The anti-climax of one-day internationals

I was delighted with England's victory today in the first one day international against India. This is a pretty rare thing these days in English cricket. Our one day form has been abysmal. But the delight at seeing such an emphatic win, with centuries from both Cook and Bell, doesn't help to lift that general feeling of anti-climax that hangs around yet another lengthy series of one day internationals, this time bolted on to the end of the British summer. Like most English cricket fans, I like test matches (the old-fashioned five-day form of the game). In the old days, the test matches would start later in the summer (June) and would continue to the end of August. The last test match at the Oval meant that summer was almost over and it was time to go back to school. But now the test matches finish in mid August and we have a whole bunch of one day internationals from now until early September. When a one day series precedes a test series, the one days whet your appetite and help you to look forward to the real action. When they come afterwards, they just feel like afterthoughts.

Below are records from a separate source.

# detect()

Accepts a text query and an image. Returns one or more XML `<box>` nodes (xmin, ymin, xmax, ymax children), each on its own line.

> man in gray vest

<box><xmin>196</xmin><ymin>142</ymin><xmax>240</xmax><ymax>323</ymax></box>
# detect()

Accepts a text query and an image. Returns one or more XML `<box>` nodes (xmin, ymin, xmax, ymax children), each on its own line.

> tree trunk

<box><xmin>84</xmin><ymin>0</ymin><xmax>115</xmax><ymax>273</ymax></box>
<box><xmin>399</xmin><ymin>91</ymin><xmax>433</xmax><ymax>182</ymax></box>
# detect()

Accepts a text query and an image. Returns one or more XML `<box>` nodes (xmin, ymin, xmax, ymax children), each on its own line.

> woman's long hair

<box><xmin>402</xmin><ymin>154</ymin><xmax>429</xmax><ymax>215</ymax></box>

Several things made the beginning of this series of seven one day-ers feel even more like a damp squib. England's one day side is quite different from the test side, different captain, some different personnel, and it makes it feel less like a continuation of the summer than it would if it were the same side, as it used to be years ago. It was in Southampton, too, and not at a test ground, and under lights. I don't know that floodlit cricket really works in England. I once went to a floodlit match at Edgbaston, Birmingham, England v. Pakistan, the night of the 2001 general election, and the atmosphere feels odd, not least because it is rarely hot enough in England to make one enjoy sitting outside all evening.

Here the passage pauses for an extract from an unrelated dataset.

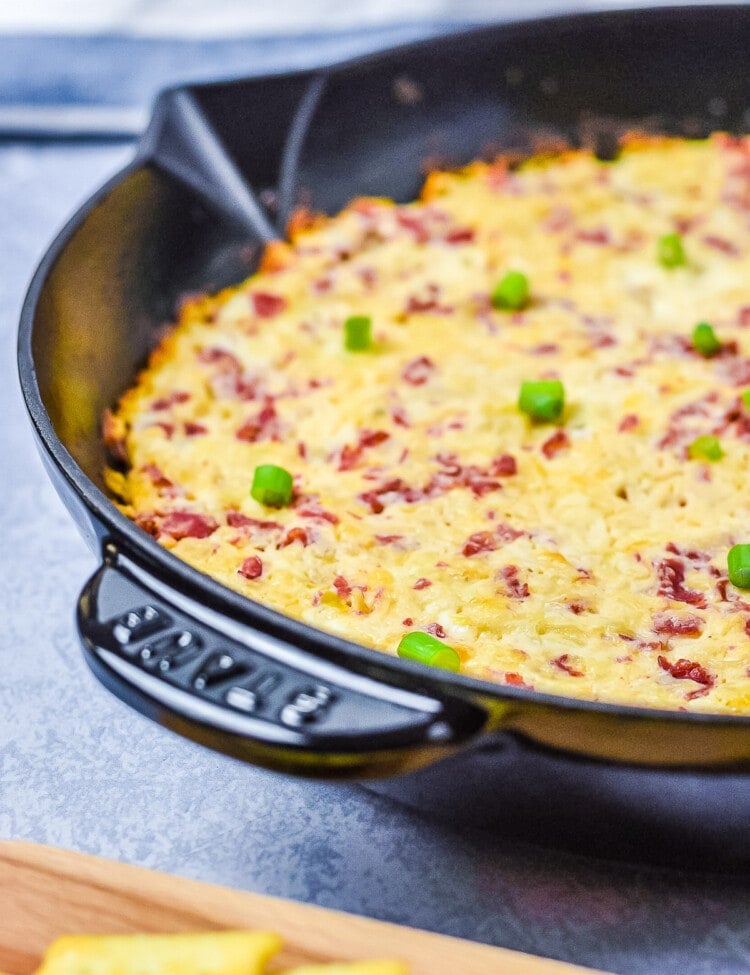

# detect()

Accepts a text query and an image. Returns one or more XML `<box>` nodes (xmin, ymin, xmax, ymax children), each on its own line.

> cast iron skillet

<box><xmin>19</xmin><ymin>7</ymin><xmax>750</xmax><ymax>858</ymax></box>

Still, if England keep performing like they did today, I might manage to be less grumpy about that anti-climactic feeling that the cricket season is hastening too quickly to an end.


Anonymous said...

I agree, the lack of tests in the late summer has been a bit of a let down and one day games just aren't the same, not least because England generally do far worse in one dayers than in tests (last night being a pleasant exception).

It's a sad reflection on one of the ways that TV coverage is changing the shape of the game.

That said, I won't complain too much if we play like we did last night in the rest of the one day games :)

Jacqui said...

Well, my Dad will be pleased with any good result, any time of the season.